The Northwestern Pacific Railroad   was a regional railroad serving California's North Coast. The railroad ran from the North Bay at Sausalito to Eureka, California, primarily near the U.S. Route 101 corridor. 

The Northwestern Railroad ceased operations in 1992.

The new line will run from Cloverdale, California, at the north end of Sonoma County, to Larkspur, where the Golden Gate Ferry connects Marin County with San Francisco.

Construction is slated to start next year with service scheduled to begin in 2014. There will be 14 stations between Cloverdale and Larkspur with trains running at 79 mph.

Specifications included seating for 78, storage for 10 to 12 bicycles, overhead storage, tables, reading lights, and Wi-Fi.

SEHSR: A Complete Corridor for the Twenty-First Century

The proposed Southeast High Speed Rail Corridor (SEHSR) planned to run from Washington DC to Charlotte, NC via Richmond and Petersburg, Virginia.

This corridor is a candidate for a rail-with-trail. 

In the initial Tier II Environmental Impact Study, a trail was included to connect Petersburg, Virginia to Raleigh, North Carolina as part of the East Coast Greenway. ( )

Let's hope officials realize that we could not only upgrade our rail infrastructure but create a complete, multi-modal transportation corridor (Complete Corridors) at the same time. 

The SEHSR could be the example for the rest of America of how we should prospose and build transportation corridors for the twenty-first century. 

Let's not squander this incredible opportunity.  Our children and grandchildren will thank us.

To learn more, visit

Minneapolis Success:

The Hiawatha Trail - LRT

Another example of how well rails-with-trails can work is the Hiawatha Light Rail Line in Minneapolis.

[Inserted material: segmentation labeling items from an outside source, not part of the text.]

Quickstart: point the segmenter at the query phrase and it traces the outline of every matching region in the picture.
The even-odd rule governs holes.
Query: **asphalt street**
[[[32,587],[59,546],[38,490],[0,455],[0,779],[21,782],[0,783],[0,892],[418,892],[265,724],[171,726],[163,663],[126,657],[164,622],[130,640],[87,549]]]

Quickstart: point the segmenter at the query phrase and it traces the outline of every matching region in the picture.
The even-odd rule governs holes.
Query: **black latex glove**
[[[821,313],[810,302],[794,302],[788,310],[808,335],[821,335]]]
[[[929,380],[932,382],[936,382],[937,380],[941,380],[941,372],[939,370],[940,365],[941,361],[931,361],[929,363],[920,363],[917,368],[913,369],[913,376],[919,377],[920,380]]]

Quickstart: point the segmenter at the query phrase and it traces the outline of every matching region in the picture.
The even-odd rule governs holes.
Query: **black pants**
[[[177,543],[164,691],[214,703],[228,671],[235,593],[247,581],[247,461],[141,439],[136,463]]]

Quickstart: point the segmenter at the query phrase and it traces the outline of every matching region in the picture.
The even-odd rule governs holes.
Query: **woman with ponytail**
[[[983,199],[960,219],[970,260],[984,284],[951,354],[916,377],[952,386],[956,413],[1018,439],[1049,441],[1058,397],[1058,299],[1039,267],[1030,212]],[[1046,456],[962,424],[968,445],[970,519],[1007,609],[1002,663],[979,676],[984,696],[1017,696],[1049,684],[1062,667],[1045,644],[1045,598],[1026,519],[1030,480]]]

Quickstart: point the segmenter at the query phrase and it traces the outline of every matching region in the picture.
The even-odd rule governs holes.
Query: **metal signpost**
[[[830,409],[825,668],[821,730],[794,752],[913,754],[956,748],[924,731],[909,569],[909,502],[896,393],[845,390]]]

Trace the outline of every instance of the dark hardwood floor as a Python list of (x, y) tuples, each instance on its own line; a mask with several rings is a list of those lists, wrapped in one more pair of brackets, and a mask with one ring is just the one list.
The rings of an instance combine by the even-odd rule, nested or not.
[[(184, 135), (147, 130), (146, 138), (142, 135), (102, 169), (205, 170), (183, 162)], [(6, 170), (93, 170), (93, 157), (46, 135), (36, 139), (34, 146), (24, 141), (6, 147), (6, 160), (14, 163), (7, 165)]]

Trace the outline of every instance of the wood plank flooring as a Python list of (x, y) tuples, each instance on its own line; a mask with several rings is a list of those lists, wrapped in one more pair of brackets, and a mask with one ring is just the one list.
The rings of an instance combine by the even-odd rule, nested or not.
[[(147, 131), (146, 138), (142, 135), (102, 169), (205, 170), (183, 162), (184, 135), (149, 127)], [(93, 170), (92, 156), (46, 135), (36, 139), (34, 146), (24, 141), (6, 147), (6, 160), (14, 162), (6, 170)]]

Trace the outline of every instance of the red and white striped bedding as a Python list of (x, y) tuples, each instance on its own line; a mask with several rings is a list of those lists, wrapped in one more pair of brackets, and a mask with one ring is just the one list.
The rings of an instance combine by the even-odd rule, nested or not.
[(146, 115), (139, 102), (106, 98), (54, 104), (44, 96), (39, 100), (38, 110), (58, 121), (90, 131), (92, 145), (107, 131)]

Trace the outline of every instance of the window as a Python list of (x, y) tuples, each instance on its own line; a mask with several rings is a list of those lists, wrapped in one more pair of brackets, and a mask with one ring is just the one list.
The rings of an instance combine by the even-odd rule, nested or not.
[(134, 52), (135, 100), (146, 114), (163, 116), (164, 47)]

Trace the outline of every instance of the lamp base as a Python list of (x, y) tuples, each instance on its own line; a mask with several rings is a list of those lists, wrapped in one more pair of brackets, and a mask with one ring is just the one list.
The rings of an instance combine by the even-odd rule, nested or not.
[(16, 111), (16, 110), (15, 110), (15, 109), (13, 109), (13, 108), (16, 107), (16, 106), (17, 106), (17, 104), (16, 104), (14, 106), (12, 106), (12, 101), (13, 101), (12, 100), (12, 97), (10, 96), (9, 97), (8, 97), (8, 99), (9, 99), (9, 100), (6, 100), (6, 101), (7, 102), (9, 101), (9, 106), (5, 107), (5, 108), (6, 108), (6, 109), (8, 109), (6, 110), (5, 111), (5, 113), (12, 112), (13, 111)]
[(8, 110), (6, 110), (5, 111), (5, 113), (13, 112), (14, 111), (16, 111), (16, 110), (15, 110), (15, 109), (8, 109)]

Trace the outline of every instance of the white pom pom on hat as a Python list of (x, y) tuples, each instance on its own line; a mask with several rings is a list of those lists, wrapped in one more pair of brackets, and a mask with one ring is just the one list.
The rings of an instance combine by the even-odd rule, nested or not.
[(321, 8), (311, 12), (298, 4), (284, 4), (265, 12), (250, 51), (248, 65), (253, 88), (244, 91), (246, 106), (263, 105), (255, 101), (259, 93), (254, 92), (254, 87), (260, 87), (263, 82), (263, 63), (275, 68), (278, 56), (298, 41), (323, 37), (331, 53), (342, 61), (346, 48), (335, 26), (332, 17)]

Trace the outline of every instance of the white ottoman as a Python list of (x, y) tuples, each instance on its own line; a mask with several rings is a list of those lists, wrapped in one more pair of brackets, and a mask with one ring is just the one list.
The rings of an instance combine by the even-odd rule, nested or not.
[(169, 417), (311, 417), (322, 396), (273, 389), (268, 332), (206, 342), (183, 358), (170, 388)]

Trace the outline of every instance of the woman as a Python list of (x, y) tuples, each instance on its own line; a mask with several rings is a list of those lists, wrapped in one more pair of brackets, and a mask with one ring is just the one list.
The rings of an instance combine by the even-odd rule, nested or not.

The trail is part of the The Hiawatha Line,  an 11 mile light rail corridor that runs from Downtown Minneapolis to the Mall of America.  It includes stops at the Minneapolis/St. Paul International Airport.  The Hiawatha had over 10 million rides in 2008 with 30,500 per weekday.

The Hiawatha was opened in 2004 and the trail stretches from 11th Ave to 28th Street connecting the Midtown Greenway to downtown Minneapolis  Between 1800 and 2100  people use the trail per day.

The trail is owned by Metro Transit.  Here are some shots along the corridor:

Here's a random video of a couple of guys riding beside the train, clearly paying little attention to the fact they are less than 10 feet from the tracks.  Come to think of it, why should they?

San Diego's Martin Luther King Promenade

Click here for more photos of this beautiful trail.


Running through downtown San Diego is the Martin Luther King Promenade.  Located near the convention center in the historic Gaslamp Quarter, this beautifully landscaped corridor connects restaurants, parks, shops and outdoor art exhibits. 

Along the promenade you'll see some of the best the city has to offer.